People and culture in Paris

Paris is a universal city, and its inhabitants represent a fantastic mix of cultures, religions, backgrounds and wealth.

The people who live in Paris are pretty different from those who live in other parts of France. Wages are higher in Paris, and the median age of people in the city is younger than that of France as a whole (41.1 years). They also live hectic lives and are more relaxed.

The people of Paris are quite diverse. Paris-born Parisians are exceeded by those born outside the city, many of whom keep their provincial or international ties. Around 23% of the population moved to Paris sometime after they were born.20% of the Parisian population consists of first-generation immigrants, and at least 40% of children who live in the city have one parent who was a first generation immigrant. Emigration levels are almost just as high in Paris as immigration levels. People tend to relocate to the city when they are young, yet once they reach retirement age, they move to the countryside to live more peaceful and less expensive life.

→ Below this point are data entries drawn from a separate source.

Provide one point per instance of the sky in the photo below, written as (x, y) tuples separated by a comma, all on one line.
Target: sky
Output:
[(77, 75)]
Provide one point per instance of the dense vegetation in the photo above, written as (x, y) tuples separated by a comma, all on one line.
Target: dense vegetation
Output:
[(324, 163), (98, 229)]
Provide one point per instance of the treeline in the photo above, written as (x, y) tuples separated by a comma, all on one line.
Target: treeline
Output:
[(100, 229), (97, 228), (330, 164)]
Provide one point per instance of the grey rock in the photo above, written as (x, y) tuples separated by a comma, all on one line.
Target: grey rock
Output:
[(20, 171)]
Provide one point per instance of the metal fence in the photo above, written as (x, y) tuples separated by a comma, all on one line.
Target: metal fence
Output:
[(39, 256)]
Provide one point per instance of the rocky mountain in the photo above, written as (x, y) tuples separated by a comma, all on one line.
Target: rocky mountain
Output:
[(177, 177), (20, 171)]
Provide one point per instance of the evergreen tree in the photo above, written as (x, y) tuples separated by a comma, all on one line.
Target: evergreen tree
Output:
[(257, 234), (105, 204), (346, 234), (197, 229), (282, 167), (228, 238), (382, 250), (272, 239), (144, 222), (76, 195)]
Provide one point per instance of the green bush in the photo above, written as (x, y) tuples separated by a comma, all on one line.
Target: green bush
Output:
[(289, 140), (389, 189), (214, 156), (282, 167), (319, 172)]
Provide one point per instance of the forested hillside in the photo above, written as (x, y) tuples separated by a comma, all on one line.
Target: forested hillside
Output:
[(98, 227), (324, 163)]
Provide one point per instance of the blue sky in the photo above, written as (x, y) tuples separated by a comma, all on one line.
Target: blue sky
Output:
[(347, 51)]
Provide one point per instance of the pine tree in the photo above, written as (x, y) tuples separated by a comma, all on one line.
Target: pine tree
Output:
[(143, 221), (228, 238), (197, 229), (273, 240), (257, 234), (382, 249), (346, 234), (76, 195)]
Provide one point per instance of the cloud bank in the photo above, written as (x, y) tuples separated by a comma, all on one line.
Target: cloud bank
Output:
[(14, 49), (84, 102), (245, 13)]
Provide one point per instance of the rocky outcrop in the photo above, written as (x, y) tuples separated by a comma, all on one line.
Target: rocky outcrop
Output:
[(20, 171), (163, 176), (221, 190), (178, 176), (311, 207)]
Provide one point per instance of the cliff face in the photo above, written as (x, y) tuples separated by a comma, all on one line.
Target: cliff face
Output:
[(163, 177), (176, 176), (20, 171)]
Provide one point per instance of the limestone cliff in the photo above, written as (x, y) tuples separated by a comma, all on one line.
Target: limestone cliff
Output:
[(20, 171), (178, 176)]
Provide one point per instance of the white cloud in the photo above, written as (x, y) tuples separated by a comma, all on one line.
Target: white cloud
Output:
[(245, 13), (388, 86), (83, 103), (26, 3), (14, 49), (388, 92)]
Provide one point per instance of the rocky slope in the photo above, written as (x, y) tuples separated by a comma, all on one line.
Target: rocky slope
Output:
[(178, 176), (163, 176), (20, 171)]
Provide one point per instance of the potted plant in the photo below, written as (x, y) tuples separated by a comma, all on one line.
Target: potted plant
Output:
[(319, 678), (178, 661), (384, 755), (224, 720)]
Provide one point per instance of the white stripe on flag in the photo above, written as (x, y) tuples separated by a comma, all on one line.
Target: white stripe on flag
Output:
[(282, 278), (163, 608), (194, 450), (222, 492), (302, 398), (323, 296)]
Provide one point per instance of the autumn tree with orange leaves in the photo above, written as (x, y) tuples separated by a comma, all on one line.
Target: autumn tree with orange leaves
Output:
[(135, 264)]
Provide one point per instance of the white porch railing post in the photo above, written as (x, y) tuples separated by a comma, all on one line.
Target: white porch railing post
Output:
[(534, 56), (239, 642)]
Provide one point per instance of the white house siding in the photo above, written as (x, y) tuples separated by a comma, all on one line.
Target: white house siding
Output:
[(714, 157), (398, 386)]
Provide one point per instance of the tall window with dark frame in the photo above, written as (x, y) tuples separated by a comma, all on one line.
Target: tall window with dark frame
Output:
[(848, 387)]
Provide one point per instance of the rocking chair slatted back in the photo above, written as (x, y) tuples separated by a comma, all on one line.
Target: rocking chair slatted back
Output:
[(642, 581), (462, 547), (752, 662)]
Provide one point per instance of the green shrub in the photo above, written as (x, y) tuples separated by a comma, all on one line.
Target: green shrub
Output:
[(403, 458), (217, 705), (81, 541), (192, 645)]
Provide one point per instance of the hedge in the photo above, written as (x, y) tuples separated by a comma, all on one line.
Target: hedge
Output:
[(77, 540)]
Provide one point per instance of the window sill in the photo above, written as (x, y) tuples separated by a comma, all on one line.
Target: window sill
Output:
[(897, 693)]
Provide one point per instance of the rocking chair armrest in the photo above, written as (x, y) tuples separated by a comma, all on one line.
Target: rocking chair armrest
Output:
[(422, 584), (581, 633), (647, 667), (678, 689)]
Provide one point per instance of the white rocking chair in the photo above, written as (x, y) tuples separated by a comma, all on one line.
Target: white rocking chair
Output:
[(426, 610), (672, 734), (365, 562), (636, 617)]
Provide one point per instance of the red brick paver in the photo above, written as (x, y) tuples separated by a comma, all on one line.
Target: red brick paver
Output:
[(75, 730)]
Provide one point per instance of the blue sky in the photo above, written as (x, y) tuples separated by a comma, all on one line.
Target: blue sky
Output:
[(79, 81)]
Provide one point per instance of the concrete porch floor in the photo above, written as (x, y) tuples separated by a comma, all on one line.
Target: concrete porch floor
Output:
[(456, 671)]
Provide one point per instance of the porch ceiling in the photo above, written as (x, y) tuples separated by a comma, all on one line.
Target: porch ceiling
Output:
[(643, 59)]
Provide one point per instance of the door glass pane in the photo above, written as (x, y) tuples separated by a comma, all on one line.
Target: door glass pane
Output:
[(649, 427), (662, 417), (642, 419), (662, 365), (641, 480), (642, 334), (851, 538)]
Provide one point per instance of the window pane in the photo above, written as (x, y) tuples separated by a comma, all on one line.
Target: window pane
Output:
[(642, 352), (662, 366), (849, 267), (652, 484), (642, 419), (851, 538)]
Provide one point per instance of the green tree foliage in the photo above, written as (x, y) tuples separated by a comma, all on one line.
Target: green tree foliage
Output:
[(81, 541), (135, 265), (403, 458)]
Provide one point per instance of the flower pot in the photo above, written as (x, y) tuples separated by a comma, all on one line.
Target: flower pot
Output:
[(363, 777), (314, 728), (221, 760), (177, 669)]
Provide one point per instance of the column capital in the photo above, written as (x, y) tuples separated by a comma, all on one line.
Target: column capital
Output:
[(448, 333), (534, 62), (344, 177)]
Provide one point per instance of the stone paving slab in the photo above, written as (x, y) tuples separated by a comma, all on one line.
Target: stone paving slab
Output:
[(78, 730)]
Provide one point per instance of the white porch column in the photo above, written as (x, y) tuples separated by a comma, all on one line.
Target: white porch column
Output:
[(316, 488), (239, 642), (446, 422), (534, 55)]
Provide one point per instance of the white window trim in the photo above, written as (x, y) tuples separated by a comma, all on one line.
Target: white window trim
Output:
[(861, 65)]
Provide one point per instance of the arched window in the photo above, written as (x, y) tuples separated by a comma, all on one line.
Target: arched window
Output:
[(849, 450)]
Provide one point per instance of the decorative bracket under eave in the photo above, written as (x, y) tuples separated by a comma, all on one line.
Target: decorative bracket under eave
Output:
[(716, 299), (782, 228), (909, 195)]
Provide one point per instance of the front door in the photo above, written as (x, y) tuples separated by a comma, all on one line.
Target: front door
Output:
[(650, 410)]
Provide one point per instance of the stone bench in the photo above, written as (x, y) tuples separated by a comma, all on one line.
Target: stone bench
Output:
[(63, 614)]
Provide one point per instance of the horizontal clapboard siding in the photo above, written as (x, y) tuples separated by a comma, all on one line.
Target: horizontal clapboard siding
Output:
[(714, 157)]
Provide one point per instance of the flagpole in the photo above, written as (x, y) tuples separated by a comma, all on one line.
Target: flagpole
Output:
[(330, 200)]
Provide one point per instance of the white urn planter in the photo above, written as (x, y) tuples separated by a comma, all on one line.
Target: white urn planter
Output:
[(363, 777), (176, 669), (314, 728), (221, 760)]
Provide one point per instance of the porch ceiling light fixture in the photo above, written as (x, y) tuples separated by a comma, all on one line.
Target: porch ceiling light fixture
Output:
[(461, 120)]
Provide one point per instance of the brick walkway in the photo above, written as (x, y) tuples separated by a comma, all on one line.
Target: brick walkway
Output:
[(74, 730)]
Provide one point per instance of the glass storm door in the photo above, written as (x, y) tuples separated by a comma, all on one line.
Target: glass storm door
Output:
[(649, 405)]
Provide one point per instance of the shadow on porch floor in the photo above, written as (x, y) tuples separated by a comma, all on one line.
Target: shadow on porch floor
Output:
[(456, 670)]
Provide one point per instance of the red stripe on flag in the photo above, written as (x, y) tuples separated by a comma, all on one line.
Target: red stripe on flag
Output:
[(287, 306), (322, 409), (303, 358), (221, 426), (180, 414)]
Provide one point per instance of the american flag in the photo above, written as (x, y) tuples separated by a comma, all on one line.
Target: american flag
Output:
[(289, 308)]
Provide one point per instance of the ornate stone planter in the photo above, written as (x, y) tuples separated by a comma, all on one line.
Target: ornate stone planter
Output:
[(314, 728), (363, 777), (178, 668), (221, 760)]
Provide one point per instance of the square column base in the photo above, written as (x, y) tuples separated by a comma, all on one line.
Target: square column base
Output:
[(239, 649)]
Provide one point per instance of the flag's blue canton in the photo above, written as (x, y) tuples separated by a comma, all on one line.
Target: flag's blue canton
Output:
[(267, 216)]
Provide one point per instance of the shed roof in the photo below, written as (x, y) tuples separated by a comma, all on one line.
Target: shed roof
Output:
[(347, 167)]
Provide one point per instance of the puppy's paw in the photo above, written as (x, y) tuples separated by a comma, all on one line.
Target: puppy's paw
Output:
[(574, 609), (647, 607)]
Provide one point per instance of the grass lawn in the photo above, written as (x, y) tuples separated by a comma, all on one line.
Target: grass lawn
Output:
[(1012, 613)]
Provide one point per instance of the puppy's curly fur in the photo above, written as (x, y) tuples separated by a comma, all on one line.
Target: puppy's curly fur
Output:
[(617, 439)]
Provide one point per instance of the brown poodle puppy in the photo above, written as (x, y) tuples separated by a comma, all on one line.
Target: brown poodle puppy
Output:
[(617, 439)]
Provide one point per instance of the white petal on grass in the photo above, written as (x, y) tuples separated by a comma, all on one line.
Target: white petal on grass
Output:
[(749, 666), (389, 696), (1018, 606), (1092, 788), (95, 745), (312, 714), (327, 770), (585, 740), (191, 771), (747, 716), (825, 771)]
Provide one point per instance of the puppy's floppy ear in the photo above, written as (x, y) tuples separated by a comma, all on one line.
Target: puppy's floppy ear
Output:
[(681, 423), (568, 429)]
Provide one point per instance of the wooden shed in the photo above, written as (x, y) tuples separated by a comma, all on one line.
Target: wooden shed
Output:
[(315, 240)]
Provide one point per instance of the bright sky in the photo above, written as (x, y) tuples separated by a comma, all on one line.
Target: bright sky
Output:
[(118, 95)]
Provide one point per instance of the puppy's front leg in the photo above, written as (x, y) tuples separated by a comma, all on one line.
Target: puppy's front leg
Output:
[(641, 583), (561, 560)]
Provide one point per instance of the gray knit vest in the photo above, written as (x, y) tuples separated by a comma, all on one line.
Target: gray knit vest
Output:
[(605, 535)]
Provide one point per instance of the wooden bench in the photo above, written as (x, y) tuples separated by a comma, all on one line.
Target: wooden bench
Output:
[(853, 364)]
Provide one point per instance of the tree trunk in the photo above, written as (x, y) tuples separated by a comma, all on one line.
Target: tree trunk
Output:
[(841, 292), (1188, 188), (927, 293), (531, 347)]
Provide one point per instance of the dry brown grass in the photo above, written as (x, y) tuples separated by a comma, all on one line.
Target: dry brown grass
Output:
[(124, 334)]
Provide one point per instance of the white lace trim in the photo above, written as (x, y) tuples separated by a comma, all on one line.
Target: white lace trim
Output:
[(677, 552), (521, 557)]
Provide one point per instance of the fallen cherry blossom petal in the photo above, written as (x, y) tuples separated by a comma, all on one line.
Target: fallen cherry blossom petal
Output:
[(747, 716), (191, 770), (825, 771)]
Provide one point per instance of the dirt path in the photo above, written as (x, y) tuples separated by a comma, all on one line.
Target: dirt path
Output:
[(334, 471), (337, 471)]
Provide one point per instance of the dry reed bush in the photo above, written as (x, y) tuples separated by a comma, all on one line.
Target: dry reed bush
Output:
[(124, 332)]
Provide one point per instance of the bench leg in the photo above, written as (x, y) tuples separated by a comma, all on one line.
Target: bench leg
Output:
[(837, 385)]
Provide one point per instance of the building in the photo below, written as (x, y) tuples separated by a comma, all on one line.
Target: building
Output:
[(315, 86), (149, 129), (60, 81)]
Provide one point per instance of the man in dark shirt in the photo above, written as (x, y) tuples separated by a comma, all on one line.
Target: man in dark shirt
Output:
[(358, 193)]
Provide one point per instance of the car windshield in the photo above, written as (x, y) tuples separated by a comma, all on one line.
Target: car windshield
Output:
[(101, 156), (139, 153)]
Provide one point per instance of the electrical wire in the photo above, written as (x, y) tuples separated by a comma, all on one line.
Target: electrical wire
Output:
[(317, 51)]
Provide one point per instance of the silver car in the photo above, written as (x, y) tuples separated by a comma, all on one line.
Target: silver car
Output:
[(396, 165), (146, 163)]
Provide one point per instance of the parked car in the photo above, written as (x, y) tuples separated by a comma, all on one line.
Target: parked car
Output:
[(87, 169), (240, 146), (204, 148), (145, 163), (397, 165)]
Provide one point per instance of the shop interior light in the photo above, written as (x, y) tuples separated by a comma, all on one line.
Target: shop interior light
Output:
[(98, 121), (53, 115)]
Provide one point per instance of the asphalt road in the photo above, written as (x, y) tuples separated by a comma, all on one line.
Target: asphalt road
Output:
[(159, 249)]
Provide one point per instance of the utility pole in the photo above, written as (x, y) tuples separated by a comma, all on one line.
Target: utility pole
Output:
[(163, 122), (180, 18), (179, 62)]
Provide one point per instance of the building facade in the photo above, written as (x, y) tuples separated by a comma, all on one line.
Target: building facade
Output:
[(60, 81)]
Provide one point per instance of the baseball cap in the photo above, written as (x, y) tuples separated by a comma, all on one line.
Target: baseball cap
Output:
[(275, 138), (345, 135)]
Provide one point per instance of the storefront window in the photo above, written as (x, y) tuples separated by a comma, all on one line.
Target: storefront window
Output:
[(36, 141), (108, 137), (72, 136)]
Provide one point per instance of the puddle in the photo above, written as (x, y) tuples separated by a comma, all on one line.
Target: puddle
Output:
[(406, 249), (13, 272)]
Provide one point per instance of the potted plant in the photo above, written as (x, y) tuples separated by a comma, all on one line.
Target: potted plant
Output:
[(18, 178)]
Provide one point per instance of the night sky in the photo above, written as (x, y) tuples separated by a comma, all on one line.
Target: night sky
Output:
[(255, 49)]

As a result of high immigration rates, many shops, restaurants, and neighborhoods have a French regional or international flavor. While most nonnative Parisians are French, more than one-tenth of the population is foreign-born. About a third of the city’s foreign citizens are from European Union member countries, but the largest immigrant groups are peoples of African origin. These families group in the poorer northern quarters or, increasingly, in the peripheral suburbs surrounding the capital.


Some stereotypes about the French people include that they are typically smokers, slim and slender, drink a lot of wine and coffee and are the ultimate romantics. The French focus on beautiful things in life and take time to indulge in them.

French people are entirely private. The culture is much more intimate, and they can come across as closed for some.Such reserved nature may give the impression that the French are rude.

French people are very proud of their nationality, from food to clothing to language. It is especially important to be appreciative and respectful of French culture. They are typically offended by any negative comments about their country.

The French believe in equality, and is part of their country's motto: " Liberté, Egalité, Fraternité." (Liberty, Equality, Fraternity) Many say that between these three words, equality comes first for French.

For the French, language is more than just a form of communication. They feel responsible for keeping their language pure. The most important thing is that you try to speak French whenever possible.

Etiquette & Customs

Parisians tend to be formal when it comes to language, dress, common courtesy, and even food.


Parisians like pleasantries and take manners seriously. The French always say “bonjour” when entering a restaurant, shop, or even elevator, and “au revoir” when they leave.

The French have two registers for addressing someone as 'you': “ tu” is the more casual form, and is used for a person you know very well, and “ vous”the formal and plural form. It’s always better to start with “ vous” to avoid any awkward social situations until you are invited to use ' tu.'

In public places, such as a subway or a bus, frenchdon't usually make eye contact or smile at strangers, and they keep their voice low when speaking. French keep Privacy in homes too, so that doors to bedrooms and bathrooms are kept closed.


Eating and mealtimes are significant cultural experiences in France.Parisians like to take the time to enjoy each meal and are seldom seen eating on the go in the street or on the metro.

In France, the concept of customer service is much different from many other parts of the world. Part of the French attitude is a rejection of feudalism that comes from the time of the French Revolution, where they overthrew their aristocrats. In France, the customer is not always right.

Love and Marriage

The French express romance and passion, but when it comes to relationships, French people are incredibly realistic. They don't date. They meet potential partners in social settings, rather than one to one dinners. When it comes to spending time one to one, they prefer a casual walk or going to a museum. Secrecy is crucial to a relationship, so Instagram and Facebook posts showing how happy they are aren't popular in France.

For French, marriage is not the end goal. They believe that a wedding isn't everything. There is an open approach toward sex outside of marriage, and it is not rare unmarried couples having children. French never stop trying hard to keep the romance alive.

Besides traditional marriage, French couples also have the choice of getting a Pactecivil de solidarité, commonly known as PACS. It is a contractual form of civil union that brings rights and responsibilities of marriage.